The “mince” part of the name, well, that’s still accurate. Although I should mention that on this side of the pond we don’t use the word “mince” very much. We employ words like “grind”, “chop” and “shred” to the same end.
So what’s “minced” in mince meat? These days mostly dried fruits, occasionally nuts, and lots of fresh apples. Suet too, at least in the really good recipes. To that mixture sugar and molasses are added, plus spices, cider for moisture and brandy for, well…interest.
In the old days, meat was a regular feature of mincemeat. It’s been said that mincemeat was once a popular method for preserving meat. I doubt that very much. Drying and salting are vastly more efficient — to say nothing of economical — methods for extending the shelf life of meat. I think it’s clear that mincemeat was just a tasty way to recycle leftovers.
However there’s no denying that mincemeat contains more than a few anti-microbial substances which, all combined, act as preservatives. In my research I found more than one 19th Century recipe that instructed the cook to store mincemeat in crocks for several weeks — presumably at room or cellar temperature — to “mature” it before using. And let me underscore: these recipes contained meat.

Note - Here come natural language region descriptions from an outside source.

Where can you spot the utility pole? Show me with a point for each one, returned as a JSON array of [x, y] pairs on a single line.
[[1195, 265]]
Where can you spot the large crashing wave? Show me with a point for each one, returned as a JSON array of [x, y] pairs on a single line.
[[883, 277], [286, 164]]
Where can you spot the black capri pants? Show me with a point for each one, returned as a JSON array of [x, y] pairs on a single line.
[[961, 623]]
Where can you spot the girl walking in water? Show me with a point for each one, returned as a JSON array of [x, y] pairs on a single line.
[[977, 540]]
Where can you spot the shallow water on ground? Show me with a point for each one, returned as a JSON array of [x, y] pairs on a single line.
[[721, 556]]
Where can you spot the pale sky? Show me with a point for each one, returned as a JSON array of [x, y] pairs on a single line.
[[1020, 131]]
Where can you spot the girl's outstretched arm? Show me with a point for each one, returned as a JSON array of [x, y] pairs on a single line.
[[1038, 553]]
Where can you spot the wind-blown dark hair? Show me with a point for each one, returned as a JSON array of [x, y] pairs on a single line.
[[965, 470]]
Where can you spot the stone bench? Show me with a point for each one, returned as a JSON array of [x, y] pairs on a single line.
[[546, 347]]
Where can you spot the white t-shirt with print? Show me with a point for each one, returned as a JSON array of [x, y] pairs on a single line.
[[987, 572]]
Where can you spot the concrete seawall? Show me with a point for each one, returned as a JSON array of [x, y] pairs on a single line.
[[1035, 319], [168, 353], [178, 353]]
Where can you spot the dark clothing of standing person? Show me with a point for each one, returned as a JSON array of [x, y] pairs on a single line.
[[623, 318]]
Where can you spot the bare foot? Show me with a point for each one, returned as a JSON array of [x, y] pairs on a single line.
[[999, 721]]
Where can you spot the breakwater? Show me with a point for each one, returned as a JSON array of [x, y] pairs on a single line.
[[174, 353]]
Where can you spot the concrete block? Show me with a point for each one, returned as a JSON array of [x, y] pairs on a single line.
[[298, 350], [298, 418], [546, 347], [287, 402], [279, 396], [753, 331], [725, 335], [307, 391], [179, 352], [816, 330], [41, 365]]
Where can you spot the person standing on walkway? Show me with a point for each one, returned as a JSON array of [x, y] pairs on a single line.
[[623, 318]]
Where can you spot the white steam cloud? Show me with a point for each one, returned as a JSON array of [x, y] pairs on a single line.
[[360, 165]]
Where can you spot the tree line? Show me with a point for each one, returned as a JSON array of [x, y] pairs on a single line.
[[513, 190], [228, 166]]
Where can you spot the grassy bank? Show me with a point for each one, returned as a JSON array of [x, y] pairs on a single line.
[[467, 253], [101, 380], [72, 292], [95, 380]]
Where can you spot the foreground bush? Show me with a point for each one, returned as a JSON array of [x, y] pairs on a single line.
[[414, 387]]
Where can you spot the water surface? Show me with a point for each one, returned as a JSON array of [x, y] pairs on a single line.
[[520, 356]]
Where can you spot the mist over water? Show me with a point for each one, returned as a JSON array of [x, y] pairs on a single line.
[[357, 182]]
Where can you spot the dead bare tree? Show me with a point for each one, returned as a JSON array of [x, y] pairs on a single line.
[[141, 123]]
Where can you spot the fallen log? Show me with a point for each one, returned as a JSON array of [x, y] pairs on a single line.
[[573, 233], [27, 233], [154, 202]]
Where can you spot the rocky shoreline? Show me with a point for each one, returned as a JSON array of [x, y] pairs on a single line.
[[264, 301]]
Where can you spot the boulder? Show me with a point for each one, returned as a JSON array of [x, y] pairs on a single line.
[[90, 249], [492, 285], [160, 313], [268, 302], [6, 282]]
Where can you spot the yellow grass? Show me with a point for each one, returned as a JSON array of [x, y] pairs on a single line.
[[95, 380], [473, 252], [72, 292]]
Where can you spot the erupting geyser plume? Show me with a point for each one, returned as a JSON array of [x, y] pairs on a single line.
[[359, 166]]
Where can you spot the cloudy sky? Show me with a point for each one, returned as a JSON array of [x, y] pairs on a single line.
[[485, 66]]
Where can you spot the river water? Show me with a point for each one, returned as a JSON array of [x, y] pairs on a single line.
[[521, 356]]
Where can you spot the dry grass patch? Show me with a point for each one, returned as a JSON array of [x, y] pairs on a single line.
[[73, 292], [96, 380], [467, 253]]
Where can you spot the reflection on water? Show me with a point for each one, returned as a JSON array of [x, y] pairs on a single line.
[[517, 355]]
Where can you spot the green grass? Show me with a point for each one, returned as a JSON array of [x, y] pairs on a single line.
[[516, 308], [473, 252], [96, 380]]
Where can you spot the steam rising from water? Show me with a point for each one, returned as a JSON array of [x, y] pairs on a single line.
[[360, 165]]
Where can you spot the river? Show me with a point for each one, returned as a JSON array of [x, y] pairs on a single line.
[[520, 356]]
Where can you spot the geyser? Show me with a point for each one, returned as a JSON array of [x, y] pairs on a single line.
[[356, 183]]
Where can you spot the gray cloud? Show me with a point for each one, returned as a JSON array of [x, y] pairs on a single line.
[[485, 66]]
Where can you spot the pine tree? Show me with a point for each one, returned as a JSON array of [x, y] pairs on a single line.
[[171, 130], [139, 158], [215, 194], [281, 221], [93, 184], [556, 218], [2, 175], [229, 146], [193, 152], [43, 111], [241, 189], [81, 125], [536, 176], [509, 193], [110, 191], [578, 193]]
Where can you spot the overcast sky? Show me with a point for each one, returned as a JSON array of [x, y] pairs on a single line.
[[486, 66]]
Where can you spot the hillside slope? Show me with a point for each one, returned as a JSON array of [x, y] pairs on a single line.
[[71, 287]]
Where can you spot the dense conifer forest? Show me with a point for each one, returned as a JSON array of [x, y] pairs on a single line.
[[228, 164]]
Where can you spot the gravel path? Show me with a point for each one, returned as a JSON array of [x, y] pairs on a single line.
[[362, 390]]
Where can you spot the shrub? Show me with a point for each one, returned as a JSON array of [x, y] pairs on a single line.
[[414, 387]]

I’d never try anything like that myself, though when you consider how much sugar and alcohol went into these mixtures, the meat was certainly pickled to the point that it didn’t pose much risk (“much” being the critical word). Baking would have provided another safeguard against food borne illness…but certainly not enough of one, at least for any modern health inspector.
So why we don’t we see much meat-containing mincemeat anymore? I think we’ve answered that. Like nice, ripe fruitcakes, the most prized mincemeats were once those whose flavors had been developed by aging. But people don’t keep meat-containing mixtures in crocks in their basements anymore. Neither do people can meat (or meat mixtures) at home since it takes a good deal of precaution not to mention a pressure canner.
Me, I’m not hung up on aging. I just want to taste a mincemeat with meat. I may keep mine for a week or so in the fridge to mellow it, but after that I’ll relegate it to the freezer until the holidays roll around.